4. En deuxième lieu, aux termes de l’article 2 du premier protocole additionnel à la convention européenne de sauvegarde des droits de l’homme et des libertés fondamentales : « Nul ne peut se voir refuser le droit à l’instruction ».
5. Si M. A… soutient que la décision attaquée méconnaît son droit à l’éducation, en compromettant sa capacité à poursuivre des études supérieures en master, rien ne s’oppose pas à ce qu’il poursuive ses études dans son pays d’origine où il a déjà obtenu un diplôme en droit des affaires. Par suite, le moyen tiré d’une méconnaissance des stipulations précitées ne peut qu’être écarté.
6. En dernier lieu, aux termes de l’article L. 432-13 du code de l’entrée et du séjour des étrangers et du droit d’asile : « Dans chaque département est instituée une commission du titre de séjour qui est saisie pour avis par l’autorité administrative : 1° Lorsqu’elle envisage de refuser de délivrer ou de renouveler la carte de séjour temporaire prévue aux articles L. 423-1, L. 423-7, L. 423-13, L. 423-14, L. 423-15, L. 423-21, L. 423-22, L. 423-23, L. 425-9 ou L. 426-5 à un étranger qui en remplit effectivement les conditions de délivrance ».
7. M. A… ne remplissant pas les conditions de délivrance du titre de séjour demandé, le préfet de la Marne n’était pas dans l’obligation de saisir la commission du titre de séjour. Par suite, ce moyen ne saurait être accueilli.

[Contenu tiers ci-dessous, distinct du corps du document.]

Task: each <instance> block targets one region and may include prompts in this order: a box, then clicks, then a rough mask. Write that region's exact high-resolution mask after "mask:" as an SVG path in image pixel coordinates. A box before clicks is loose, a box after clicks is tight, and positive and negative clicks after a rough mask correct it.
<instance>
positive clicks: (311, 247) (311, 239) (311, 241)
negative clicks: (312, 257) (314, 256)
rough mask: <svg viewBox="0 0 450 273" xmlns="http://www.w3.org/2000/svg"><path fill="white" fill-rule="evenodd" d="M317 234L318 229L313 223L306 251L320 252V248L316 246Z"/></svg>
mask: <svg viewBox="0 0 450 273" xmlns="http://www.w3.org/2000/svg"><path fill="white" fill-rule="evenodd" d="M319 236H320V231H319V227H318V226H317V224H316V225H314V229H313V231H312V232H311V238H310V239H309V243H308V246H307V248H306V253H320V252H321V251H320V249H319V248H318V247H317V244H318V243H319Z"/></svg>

8. Il résulte de tout ce qui précède que la requête doit être rejetée y compris les conclusions à fin d’injonction et celles présentées au titre de l’article L. 761-1 du code de justice administrative et de l’article 37 de la loi du 10 juillet 1991.
D E C I D E :
Article 1er : La requête de M. A… est rejetée.
Article 2 : Le présent jugement sera notifié à M. C… A… et au préfet de la Marne.
Copie sera adressée pour information au ministre de l’Intérieur.
Délibéré après l’audience du 18 décembre 2025, à laquelle siégeaient :
M. Dominique Babski, président,
Mme Bénédicte Alibert, première conseillère,
M. Oscar Alvarez, conseiller.
Rendu public par mise à disposition au greffe le 12 janvier 2026.
La rapporteure,
signé
B. B…
Le président,
signé
D. BABSKI
La greffière,
signé
I. DELABORDE
La République mande et ordonne au préfet de la Marne en ce qui le concerne ou à tous commissaires de justice à ce requis en ce qui concerne les voies de droit commun, contre les parties privées, de pourvoir à l’exécution de la présente décision.